Court prohibits lawsuit against FBI for alleged abuse

An American citizen imprisoned abroad cannot sue the FBI agents who allegedly threatened to torture him, a top federal court ruled Friday.
A split ruling from a three-judge panel on the U.S. Court of Appeals for the D.C. Circuit declared that the agents were protected from those suits because the actions took place overseas and during a terrorism investigation.
{mosads}It’s up to either Capitol Hill or the Supreme Court to determine whether people like New Jersey resident Amir Meshal can file their lawsuits, Judge Janice Rogers Brown concluded — not her court.
“If people like Meshal are to have recourse to damages for alleged constitutional violations committed during a terrorism investigation occurring abroad, either Congress or the Supreme Court must specify the scope of the remedy,” she wrote.
Meshal traveled to Somalia in 2006, but fled to neighboring Kenya when violence broke out in the war-torn country.
In January of 2007, he was arrested in a joint-U.S.-Kenyan operation and then subjected to a lengthy FBI interrogation about suspected connections to al Qaeda over the next four months.
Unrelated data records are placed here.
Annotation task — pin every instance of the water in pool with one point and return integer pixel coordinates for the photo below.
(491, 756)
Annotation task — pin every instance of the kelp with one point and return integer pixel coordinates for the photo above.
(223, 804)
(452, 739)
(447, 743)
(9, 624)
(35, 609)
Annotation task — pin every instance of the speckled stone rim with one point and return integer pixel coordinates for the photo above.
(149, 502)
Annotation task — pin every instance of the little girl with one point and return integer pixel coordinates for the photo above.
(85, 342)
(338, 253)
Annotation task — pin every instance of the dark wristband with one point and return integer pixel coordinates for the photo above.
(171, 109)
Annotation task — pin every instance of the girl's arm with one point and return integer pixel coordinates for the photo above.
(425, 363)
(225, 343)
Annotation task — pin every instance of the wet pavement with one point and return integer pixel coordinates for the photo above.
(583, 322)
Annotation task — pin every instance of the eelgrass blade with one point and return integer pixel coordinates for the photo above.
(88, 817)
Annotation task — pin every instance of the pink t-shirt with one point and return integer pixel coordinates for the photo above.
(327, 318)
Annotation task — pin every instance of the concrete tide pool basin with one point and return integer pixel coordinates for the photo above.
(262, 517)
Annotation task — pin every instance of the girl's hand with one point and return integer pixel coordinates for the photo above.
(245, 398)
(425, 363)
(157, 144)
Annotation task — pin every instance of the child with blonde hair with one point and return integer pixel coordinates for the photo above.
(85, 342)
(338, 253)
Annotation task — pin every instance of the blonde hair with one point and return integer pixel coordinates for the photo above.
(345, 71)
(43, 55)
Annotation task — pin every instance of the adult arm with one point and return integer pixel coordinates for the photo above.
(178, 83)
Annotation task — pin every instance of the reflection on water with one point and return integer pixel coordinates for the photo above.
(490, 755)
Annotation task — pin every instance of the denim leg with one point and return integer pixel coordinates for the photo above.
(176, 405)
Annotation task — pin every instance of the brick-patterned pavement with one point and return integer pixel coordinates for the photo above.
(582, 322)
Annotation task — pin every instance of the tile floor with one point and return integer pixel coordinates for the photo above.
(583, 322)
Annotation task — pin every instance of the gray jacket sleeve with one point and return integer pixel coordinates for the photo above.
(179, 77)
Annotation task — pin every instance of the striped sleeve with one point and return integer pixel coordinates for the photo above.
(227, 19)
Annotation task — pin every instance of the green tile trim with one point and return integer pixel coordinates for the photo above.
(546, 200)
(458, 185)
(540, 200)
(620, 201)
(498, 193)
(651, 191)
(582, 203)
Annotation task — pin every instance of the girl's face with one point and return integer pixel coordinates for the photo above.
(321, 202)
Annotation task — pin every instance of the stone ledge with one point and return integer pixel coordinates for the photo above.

During that time, Meshal claimed to have been transferred between Kenya, Somalia and Ethiopia, where he was denied access to a lawyer and kept in frightening cave-like conditions.
While he was imprisoned, Meshal lost approximately 80 pounds. He was never charged with a crime.
Meshal tried to sue the FBI agents that he says violated his constitutional rights to privacy and due process. However, a lower court tossed that case out last year.
Courts “have tread carefully” when asked to determine whether people can sue federal officials “in new contexts, especially in cases within the national security arena,” Brown wrote in her Friday opinion upholding the lower court’s decision.
“Meshal asks us to paddle upstream against this deep current of authority.”
In a dissenting opinion, Judge Nina Pillard wrote that there is “no dispute that [Meshal] could have sought redress” if the actions had happened in the U.S.
The government’s “position is that an American citizen who ventures beyond our borders has no legal remedy against arbitrary and prolonged detention and mistreatment at the hands of FBI agents — so long as those agents were sent overseas to protect United States interests,” Pillard added.
“I cannot conclude that either the Supreme Court or our court has ever read the Constitution and laws of the United States to support that result.”